Bundesrecht konsolidiert

  • Verweis auf dieses Dokument: RIS - Bundesrecht konsolidiert - Datenschutzgesetz 2000 Art. 2 § 22 Gesamte Rechtsvorschrift zum heutigen Tag anzeigen Gesamte Rechtsvorschrift zu einem Stichtag anzeigen
    Kurztitel
    Datenschutzgesetz 2000
    Kundmachungsorgan
    BGBl. I Nr. 165/1999 zuletzt geändert durch BGBl. I Nr. 133/2009
    Typ
    BG
    §/Artikel/Anlage
    Art. 2 § 22
    Inkrafttretensdatum
    01.01.2010
    Außerkrafttretensdatum
    31.12.2013
    Abkürzung
    DSG 2000
    Index
    10/10 Grundrechte, Datenschutz, Auskunftspflicht
    Beachte
    Bis 31.8.2012 ist die Fassung vor dem Bundesgesetz BGBl. I Nr. 133/2009 anzuwenden (vgl. § 61 Abs. 8).
    Text

    Richtigstellung des Registers und Rechtsnachfolge

    § 22. (1) Streichungen aus dem Register und sonstige Änderungen des Registers sind auf Grund einer Änderungsmeldung des registrierten Auftraggebers oder von Amts wegen in den Fällen des Abs. 2, des § 22a Abs. 2 und des § 30 Abs. 6a vorzunehmen. Derartige Änderungen sind für die Dauer von sieben Jahren ersichtlich zu machen.

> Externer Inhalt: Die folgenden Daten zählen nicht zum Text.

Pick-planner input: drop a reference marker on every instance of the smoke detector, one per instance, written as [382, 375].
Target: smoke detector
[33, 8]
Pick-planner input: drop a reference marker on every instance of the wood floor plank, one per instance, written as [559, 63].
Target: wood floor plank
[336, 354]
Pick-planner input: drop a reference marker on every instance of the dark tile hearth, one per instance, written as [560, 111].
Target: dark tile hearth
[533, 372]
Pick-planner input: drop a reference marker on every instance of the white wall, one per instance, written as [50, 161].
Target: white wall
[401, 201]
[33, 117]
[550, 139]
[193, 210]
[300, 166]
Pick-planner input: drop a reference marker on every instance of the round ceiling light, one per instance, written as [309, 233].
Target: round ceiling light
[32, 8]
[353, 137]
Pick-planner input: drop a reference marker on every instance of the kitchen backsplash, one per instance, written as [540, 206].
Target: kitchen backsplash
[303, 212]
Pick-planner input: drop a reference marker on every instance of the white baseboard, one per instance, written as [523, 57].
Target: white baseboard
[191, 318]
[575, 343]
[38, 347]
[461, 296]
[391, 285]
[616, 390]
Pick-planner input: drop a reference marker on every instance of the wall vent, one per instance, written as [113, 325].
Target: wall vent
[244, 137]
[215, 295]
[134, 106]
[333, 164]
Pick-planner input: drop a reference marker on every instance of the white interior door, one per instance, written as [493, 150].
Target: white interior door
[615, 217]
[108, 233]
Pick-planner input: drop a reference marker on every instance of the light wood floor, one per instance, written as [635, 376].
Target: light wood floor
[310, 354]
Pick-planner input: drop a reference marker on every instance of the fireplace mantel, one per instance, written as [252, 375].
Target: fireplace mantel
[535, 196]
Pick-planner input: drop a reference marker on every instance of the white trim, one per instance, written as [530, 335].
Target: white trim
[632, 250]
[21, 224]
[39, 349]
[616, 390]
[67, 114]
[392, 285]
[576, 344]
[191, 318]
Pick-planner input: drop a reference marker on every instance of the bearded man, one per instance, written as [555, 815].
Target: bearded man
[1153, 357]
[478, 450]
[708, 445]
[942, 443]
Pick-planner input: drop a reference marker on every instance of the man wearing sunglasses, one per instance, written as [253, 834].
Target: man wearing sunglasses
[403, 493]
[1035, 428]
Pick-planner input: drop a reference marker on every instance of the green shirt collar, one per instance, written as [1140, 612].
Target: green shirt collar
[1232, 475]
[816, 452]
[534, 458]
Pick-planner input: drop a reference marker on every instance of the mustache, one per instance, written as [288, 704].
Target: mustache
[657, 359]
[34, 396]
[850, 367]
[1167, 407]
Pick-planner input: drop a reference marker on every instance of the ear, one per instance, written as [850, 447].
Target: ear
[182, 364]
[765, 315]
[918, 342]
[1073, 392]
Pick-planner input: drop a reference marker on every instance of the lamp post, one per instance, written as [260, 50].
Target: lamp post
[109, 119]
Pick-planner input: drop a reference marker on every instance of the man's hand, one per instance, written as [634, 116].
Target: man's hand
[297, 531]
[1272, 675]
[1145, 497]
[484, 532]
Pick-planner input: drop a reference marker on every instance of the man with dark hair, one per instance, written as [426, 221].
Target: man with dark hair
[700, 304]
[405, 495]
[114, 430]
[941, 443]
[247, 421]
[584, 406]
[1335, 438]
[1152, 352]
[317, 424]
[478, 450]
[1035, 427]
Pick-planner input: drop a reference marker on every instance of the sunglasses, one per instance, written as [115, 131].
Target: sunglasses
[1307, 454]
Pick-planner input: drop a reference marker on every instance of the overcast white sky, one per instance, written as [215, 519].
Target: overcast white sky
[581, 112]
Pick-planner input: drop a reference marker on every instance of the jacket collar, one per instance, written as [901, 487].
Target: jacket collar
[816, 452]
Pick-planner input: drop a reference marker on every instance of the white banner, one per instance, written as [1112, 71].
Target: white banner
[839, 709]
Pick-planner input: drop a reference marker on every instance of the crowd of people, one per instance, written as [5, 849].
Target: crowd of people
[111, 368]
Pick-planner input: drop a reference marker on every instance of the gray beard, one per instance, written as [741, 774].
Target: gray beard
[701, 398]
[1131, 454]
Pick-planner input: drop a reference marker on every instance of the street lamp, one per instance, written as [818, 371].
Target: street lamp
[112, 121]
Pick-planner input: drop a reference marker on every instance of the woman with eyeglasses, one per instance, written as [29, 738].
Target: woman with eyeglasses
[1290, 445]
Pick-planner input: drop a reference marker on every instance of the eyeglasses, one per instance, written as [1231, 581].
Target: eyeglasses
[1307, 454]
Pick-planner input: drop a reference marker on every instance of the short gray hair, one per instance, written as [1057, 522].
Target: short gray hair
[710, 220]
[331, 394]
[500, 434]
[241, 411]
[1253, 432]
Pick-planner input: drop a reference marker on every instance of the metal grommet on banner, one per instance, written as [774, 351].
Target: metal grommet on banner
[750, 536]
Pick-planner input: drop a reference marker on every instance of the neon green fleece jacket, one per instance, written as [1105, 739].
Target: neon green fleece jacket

    (2) Gelangen der Datenschutzkommission aus amtlichen Verlautbarungen Änderungen in der Bezeichnung oder der Anschrift des Auftraggebers zur Kenntnis, so sind die Eintragungen von Amts wegen zu berichtigen. Ergibt sich aus einer amtlichen Verlautbarung der Wegfall der Rechtsgrundlage des Auftraggebers, ist dieser von Amts wegen aus dem Register zu streichen. Außerdem ist eine registrierte Datenanwendung zu streichen, wenn eine Befristung des Betriebes (§ 19 Abs. 2, § 21 Abs. 2) abgelaufen ist oder der Datenschutzkommission zur Kenntnis gelangt, dass die Datenanwendung dauerhaft nicht mehr betrieben wird.

    (3) Berichtigungen oder Streichungen nach Abs. 2 sind ohne weiteres Ermittlungsverfahren durch Mandatsbescheid (§ 38) zu verfügen.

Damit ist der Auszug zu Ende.